Monsieur Flosbach, vous avez dit que vous êtes devenu membre du Groupe d'amitié parlementaire Canada- Allemagne dès votre retour en Allemagne après un voyage qui vous avait mené à Ottawa et Toronto. J'aimerais vous inviter à visiter l'Ouest du Canada — l'Alberta et la Colombie-Britannique. Le problème, c'est que vous ne voudrez peut-être plus quitter le Canada une fois que vous aurez visité ces régions.
M. Day : Merci, monsieur le président. C'est justement ce que je voulais dire à M. Flosbach.

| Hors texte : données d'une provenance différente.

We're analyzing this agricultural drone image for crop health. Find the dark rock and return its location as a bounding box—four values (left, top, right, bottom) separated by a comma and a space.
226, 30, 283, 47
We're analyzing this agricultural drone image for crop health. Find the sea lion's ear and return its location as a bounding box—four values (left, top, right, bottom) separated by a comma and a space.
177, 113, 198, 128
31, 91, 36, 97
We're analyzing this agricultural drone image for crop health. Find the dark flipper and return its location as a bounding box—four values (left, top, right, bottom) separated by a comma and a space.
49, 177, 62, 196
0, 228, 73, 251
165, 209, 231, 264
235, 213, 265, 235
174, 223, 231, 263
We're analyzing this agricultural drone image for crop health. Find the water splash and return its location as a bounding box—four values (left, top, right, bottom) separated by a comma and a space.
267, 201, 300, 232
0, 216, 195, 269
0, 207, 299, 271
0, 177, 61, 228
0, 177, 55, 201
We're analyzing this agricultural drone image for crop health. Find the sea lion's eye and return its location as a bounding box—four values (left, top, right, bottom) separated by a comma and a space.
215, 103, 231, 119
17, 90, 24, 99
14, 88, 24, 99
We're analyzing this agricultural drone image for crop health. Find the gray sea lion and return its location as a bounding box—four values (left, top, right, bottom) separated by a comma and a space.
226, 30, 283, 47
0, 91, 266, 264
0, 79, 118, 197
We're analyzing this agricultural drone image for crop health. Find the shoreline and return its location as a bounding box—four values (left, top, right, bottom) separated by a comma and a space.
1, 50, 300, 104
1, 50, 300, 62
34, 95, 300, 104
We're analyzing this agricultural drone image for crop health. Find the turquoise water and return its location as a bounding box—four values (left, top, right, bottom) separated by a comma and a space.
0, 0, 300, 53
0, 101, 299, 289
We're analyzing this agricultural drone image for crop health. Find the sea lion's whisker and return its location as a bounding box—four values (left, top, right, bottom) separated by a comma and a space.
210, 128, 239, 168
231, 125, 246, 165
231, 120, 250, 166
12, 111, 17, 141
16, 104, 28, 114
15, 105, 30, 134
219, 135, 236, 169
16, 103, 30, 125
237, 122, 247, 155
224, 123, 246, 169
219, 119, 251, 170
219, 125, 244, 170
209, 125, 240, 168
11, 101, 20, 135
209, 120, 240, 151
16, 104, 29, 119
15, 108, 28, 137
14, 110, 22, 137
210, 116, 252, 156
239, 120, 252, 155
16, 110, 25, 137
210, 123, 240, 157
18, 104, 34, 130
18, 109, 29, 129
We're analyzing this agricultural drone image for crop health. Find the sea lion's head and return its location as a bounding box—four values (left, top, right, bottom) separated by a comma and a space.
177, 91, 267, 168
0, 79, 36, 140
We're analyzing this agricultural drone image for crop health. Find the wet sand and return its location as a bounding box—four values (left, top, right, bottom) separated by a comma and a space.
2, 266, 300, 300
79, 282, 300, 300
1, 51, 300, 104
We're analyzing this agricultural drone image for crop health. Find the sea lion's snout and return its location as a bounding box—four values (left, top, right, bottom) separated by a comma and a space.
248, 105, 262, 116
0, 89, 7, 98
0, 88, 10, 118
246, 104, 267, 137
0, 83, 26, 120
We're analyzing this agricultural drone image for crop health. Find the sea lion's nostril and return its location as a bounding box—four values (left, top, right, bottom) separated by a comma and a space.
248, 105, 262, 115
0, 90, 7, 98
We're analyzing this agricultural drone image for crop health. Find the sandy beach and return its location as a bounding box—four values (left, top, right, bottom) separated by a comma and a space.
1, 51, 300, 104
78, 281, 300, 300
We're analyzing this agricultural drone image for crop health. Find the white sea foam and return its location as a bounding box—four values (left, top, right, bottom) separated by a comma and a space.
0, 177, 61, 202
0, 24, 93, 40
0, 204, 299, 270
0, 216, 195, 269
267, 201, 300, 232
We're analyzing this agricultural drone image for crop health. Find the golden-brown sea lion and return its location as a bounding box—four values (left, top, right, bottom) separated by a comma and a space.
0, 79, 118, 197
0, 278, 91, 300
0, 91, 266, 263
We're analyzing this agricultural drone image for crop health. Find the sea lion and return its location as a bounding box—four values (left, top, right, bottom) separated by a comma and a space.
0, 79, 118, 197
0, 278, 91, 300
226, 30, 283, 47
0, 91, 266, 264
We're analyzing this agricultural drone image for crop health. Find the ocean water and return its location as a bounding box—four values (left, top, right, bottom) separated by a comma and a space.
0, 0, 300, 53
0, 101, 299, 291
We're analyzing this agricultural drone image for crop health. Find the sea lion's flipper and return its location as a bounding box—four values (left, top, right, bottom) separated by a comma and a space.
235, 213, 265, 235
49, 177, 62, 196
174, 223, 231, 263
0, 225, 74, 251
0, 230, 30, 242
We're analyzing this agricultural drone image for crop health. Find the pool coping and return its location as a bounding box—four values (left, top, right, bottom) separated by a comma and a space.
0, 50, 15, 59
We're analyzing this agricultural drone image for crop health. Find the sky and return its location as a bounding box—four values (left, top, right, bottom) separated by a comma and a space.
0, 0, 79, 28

Merci et bienvenue. Vos commentaires nous sont utiles pour mettre les choses en perspective. Mon allemand n'est pas très bon, même si ma belle-mère est Allemande. Je vais vous parler anglais, mais je voudrais vous dire la seule phrase qu'elle m'a apprise : Frohe Weihnachten und ein gutes neues Jahr. Je n'ai aucune idée de ce que cela veut dire, mais les gens ont l'air contents quand je le dis.
Vous vous intéressez aussi à la réforme des Nations Unies, ce qui est encourageant. Je sais que vous aimeriez siéger au Conseil de sécurité. Pouvez-vous nous dire quels sont vos principaux arguments à ce sujet-là? Nous aimerions appuyer vos efforts.
Notre Premier ministre est allé à l'ONU récemment. Il y a fait la promotion d'une nouvelle politique visant à prévenir de futurs génocides. L'ONU est restée impuissante au Rwanda, et elle semble maintenant paralysée en ce qui concerne le Soudan. Le Premier ministre Martin a évoqué la « responsabilité de protéger ». Il a dit que les États souverains avaient la responsabilité de protéger leurs propres citoyens contre les catastrophes évitables, mais que, s'ils n'étaient pas disposés à le faire ou s'ils en étaient incapables, cette responsabilité devait être assumée plus globalement, par l'ensemble de la communauté des États.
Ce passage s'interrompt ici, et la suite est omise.